The command line options for these and other functions are given below:

   --findduplicates a.fasta
                Reports sequences that are present more than once.  Output
                is a list of pairs of deflines, separated by a newline.

   --mapduplicates a.fasta b.fasta
                Builds a map of IIDs from a.fasta and b.fasta that have
                identical sequences.  Format is "IIDa <-> IIDb"

   --md5 a.fasta:
                Don't print the sequence, but print the md5 checksum
                (of the entire sequence) followed by the entire defline.

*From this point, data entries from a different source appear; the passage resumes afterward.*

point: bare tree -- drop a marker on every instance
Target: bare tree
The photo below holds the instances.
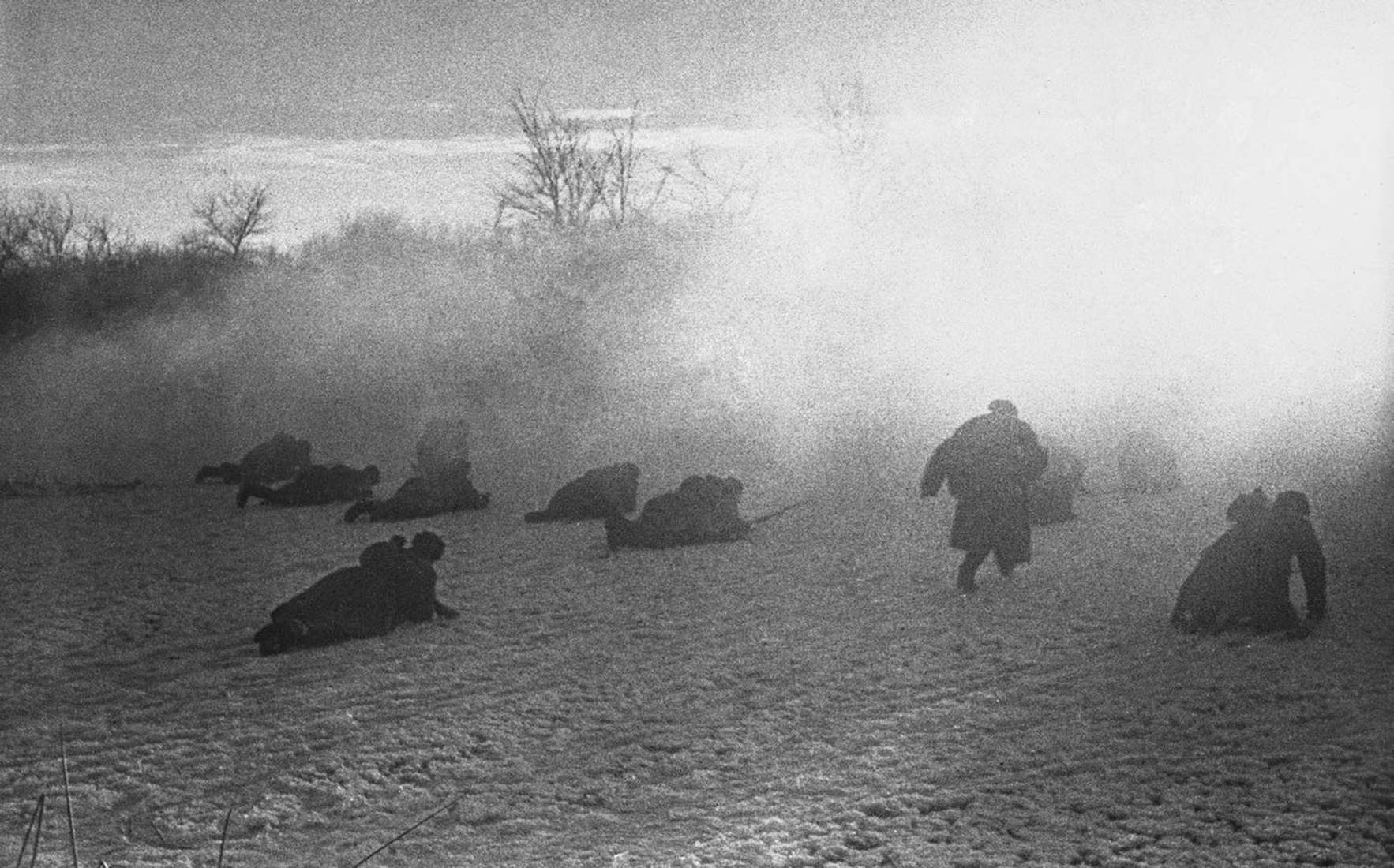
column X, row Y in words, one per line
column 229, row 219
column 565, row 176
column 42, row 230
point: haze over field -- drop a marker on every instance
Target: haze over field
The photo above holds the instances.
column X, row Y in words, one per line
column 1113, row 216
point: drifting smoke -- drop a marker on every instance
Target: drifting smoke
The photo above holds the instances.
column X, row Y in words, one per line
column 1194, row 240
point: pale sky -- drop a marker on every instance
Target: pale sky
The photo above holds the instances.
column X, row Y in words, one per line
column 163, row 70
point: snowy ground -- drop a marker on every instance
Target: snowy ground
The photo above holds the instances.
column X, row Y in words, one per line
column 813, row 697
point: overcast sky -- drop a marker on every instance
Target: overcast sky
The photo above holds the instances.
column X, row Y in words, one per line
column 178, row 69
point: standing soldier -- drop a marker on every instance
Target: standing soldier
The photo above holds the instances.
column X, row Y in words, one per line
column 990, row 464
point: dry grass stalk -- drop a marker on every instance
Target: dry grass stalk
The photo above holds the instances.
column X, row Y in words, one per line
column 36, row 828
column 67, row 797
column 222, row 844
column 406, row 832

   --partition     prefix [ n[gmk]bp | n ] a.fasta
   --partitionmap         [ n[gmk]bp | n ] a.fasta
                Partition the sequences into roughly equal size pieces of
                size nbp, nkbp, nmbp or ngbp; or into n roughly equal sized
                parititions.  Sequences larger that the partition size are
                in a partition by themself.  --partitionmap writes a
                description of the partition to stdout; --partiton creates
                a fasta file 'prefix-###.fasta' for each partition.
                Example: -F some.fasta --partition parts 130mbp
                         -F some.fasta --partition parts 16

   --segment prefix n a.fasta
                Splits the sequences into n files, prefix-###.fasta.
                Sequences are not reordered; the first n sequences are in
                the first file, the next n in the second file, etc.

   --gccontent a.fasta
                Reports the GC content over a sliding window of
                3, 5, 11, 51, 101, 201, 501, 1001, 2001 bp.

   --testindex a.fasta
                Test the index of 'file'.  If index is up-to-date, leaff
                exits successfully, else, leaff exits with code 1.  If an
                index file is supplied, that one is tested, otherwise, the
                default index file name is used.

   --dumpblocks a.fasta
                Generates a list of the blocks of N and non-N.  Output
                format is 'base seq# beg end len'.  'N 84 483 485 2' means
                that a block of 2 N's starts at space-based position 483
                in sequence ordinal 84.  A '.' is the end of sequence

   --errors L N C P a.fasta
                For every sequence in the input file, generate new
                sequences including simulated sequencing errors.
                L -- length of the new sequence.  If zero, the length
                     of the original sequence will be used.
                N -- number of subsequences to generate.  If L=0, all
                     subsequences will be the same, and you should use
                     C instead.
                C -- number of copies to generate.  Each of the N
                     subsequences will have C copies, each with different
                P -- probability of an error.

                HINT: to simulate ESTs from genes, use L=500, N=10, C=10
                         -- make C=10 sequencer runs of N=10 EST sequences
                            of length 500bp each.
                      to simulate mRNA from genes, use L=0, N=10, C=10
                      to simulate reads from genomes, use L=800, N=10, C=1
                         -- of course, N= should be increased to give the
                            appropriate depth of coverage

   --stats a.fasta
                Reports size statistics; number, N50, sum, largest.

   --seqstore out.seqStore
                Converts the input file (-f) to a seqStore file.

This document is up to date, as of revision 1813.